12日の金市場は、基本的には6ドル程度の価格帯内での値動きであり方向感の出ない中でドルの値動きに影響される展開が続くことになった。アジアの時間帯を過ぎロンドンの取引時間帯では、ドイツのメルケル首相が強すぎるユーロ はスペインやアイルランドの改革の障害になるとの見方を示したことで、ユーロ安ドル高の中で金市場では売り物が膨らむことに。

ただし下げが限定的なものになったのは、ドイツ国内紙が、ドイツ政府がギリシャが財政破綻した場合の対応に向けて協議していると報じたことなどが、金をサポートしたようだ。

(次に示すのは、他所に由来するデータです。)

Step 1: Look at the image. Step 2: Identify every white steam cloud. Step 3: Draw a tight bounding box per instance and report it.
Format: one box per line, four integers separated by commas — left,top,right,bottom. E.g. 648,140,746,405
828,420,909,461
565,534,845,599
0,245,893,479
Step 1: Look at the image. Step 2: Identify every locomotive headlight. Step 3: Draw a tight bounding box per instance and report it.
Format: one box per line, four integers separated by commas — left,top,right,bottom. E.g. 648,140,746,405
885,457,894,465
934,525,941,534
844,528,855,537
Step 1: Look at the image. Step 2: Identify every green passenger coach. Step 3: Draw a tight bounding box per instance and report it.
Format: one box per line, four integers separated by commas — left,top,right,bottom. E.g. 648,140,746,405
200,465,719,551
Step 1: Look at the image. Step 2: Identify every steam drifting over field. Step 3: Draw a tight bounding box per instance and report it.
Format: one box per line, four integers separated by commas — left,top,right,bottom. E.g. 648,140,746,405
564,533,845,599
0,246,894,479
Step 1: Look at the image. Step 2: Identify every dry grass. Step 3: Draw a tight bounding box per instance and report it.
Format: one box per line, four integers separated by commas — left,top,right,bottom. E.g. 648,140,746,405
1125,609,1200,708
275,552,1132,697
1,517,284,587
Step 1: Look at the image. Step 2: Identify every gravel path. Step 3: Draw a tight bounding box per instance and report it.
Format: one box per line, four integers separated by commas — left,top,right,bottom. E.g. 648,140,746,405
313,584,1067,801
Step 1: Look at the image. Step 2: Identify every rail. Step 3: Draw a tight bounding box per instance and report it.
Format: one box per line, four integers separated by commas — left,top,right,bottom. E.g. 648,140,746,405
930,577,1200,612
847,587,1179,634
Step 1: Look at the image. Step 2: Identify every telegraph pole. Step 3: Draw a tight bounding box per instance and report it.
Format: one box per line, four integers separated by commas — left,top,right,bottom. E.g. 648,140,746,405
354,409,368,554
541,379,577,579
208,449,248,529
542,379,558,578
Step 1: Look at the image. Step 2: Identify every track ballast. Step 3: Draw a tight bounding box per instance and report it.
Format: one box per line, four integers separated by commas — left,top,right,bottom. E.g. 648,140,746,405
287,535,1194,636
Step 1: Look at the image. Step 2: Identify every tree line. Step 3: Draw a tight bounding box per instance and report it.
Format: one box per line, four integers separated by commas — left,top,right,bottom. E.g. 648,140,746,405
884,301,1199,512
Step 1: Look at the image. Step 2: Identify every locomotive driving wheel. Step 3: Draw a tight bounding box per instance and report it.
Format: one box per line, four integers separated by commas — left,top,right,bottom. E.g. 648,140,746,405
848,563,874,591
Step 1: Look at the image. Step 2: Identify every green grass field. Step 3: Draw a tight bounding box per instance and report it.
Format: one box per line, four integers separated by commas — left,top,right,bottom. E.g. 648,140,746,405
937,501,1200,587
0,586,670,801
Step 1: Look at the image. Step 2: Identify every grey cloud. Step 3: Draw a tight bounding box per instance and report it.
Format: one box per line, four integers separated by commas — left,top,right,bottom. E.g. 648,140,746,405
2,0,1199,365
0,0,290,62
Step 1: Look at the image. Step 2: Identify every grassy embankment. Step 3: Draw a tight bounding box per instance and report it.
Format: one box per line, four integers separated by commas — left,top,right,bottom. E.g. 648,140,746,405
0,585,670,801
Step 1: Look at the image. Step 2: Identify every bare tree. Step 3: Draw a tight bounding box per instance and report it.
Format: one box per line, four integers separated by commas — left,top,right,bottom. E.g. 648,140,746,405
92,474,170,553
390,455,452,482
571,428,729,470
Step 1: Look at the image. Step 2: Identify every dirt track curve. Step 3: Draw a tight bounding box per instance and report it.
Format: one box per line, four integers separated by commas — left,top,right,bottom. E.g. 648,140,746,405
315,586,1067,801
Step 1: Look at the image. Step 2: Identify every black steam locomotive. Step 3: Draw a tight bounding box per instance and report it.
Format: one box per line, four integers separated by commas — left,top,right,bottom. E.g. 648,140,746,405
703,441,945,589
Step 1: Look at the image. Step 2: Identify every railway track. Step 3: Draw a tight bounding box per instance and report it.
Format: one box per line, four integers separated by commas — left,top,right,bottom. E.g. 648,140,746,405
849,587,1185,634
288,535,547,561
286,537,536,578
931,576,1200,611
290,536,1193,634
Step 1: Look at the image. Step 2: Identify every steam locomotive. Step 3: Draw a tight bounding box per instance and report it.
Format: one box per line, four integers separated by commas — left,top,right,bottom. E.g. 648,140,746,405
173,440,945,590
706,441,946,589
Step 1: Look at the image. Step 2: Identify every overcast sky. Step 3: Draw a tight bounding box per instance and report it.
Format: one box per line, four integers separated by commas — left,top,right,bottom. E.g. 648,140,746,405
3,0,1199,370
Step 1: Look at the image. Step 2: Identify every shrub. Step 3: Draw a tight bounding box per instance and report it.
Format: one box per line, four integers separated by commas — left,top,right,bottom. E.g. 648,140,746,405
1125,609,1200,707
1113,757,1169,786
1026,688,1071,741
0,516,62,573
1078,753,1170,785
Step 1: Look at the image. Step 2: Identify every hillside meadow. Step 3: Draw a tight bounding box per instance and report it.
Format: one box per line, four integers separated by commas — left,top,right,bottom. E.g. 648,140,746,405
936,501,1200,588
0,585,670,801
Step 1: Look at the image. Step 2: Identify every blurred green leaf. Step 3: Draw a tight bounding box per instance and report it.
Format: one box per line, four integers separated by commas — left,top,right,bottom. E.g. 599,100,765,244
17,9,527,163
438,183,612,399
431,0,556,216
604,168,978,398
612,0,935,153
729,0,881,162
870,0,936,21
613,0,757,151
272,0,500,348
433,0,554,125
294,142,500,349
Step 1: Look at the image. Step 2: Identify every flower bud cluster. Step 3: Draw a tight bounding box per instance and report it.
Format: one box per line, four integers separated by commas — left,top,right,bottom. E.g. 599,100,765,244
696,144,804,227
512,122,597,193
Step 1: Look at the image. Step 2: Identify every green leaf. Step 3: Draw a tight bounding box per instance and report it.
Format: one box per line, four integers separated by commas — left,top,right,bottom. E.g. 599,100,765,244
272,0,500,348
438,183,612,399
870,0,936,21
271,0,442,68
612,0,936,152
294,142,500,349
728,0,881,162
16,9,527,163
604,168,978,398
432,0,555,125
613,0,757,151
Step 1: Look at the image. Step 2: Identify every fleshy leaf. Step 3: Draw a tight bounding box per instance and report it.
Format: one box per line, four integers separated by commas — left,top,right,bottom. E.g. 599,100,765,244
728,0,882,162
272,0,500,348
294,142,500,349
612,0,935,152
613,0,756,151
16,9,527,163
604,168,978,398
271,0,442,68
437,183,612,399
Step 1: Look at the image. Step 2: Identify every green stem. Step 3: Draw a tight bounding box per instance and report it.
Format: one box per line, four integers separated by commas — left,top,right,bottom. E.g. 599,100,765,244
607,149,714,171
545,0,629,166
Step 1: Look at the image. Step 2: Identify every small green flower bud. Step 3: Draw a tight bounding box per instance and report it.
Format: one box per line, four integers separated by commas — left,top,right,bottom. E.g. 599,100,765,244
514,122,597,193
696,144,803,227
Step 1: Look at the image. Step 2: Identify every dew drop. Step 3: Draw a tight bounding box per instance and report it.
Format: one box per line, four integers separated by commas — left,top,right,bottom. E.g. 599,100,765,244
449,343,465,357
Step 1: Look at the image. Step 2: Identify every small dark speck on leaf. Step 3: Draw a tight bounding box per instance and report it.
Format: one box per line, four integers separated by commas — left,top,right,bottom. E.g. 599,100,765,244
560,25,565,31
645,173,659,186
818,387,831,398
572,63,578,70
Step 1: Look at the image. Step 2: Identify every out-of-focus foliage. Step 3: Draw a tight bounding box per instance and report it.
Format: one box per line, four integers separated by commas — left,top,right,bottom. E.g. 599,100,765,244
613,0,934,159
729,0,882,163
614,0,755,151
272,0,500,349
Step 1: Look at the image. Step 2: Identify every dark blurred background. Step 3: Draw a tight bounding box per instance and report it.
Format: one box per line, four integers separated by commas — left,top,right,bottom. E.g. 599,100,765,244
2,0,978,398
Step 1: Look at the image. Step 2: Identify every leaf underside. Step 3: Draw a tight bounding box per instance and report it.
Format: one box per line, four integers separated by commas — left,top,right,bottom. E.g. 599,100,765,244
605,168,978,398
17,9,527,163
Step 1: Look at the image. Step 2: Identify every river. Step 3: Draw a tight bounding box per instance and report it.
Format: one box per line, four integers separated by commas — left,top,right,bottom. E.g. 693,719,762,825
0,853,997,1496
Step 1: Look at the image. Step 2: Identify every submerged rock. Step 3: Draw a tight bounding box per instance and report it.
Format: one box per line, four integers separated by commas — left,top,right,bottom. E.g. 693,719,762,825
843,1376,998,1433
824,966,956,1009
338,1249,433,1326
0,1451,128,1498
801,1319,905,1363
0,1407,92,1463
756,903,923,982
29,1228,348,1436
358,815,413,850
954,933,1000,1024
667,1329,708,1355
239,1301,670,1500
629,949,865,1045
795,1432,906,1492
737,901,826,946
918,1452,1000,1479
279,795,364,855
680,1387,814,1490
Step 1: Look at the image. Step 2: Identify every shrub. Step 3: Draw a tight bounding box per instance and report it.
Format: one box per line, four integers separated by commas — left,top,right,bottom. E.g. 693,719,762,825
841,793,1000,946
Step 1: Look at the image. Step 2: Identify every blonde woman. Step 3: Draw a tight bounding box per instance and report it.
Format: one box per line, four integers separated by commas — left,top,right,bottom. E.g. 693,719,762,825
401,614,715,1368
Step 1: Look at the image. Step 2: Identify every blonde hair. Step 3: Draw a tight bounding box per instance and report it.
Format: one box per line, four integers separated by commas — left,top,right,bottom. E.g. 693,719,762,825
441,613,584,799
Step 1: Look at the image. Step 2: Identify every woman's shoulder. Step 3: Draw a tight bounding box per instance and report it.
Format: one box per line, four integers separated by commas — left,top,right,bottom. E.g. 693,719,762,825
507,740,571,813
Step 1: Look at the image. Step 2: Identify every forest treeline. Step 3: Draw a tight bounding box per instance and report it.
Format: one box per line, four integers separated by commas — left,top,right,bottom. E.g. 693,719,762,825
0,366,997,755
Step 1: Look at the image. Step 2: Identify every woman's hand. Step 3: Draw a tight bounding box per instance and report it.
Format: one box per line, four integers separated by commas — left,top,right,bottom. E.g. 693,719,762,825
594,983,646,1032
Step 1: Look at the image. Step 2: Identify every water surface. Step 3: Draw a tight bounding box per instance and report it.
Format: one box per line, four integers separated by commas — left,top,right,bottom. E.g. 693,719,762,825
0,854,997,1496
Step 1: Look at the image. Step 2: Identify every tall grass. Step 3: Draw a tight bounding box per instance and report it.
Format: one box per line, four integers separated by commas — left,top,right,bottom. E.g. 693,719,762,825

NYの通常取引に入ってからは、発表された5月の米生産者物価指数(PPI、速報値)が、前月比+0.5%と2年半ぶりの高さになり、予想の+0.4%を上回ったことから、利上げ方向の環境を印象付け、金市場では売り材料となった。この段階で1170ドル台半ばまで水準を下げることになるも、その後は徐々に値を戻し再び1180ドル台に復帰という展開に。続いて発表された6月のミシガン大消費者景況感指数は前月の90.7 から94.6 に改善、予想(91.2)よりも強い結果となったが、反応は限定的なものに終わった。

今週は、米国では経済見通し付き、すなわち終了後にイエレン議長の記者会見もあるFOMC(連邦公開市場委員会)が16、17日の日程で開かれる。利上げを含む大きな政策変更はないと見られるが、金利や成長率などの見通しを示すことから、前回3月の見通しからの変動などから利上げのタイミングを計ろうとする市場にあって、思惑の変化から金に限らず為替や債券市場などの値動きが大きくなる可能性は否めない。

FOMC絡みでは本日発表される米5月の鉱工業生産指数が注目される。昨年12月から4月まで前月比マイナスが続いており、プラスに転じているか否かは、FOMCの判断に影響を与える可能性がありそうだ。

今週は欧州ではギリシャ問題を話し合う18日のユーロ圏財務相会合が控える。時間切れが迫る中でのラストチャンスとの見方があるものの、合意の可能性は低いとみられる。ギリシャ要因については、デフォルト(債務不履行)になった際の影響度を市場も計りかねており、現実のものとなった際に市場の反応を見ながら対応という状況のようだ。

したがって、市場間の“共鳴現象”のようなことになると、値動きが意外に大きくなる可能性もあろう。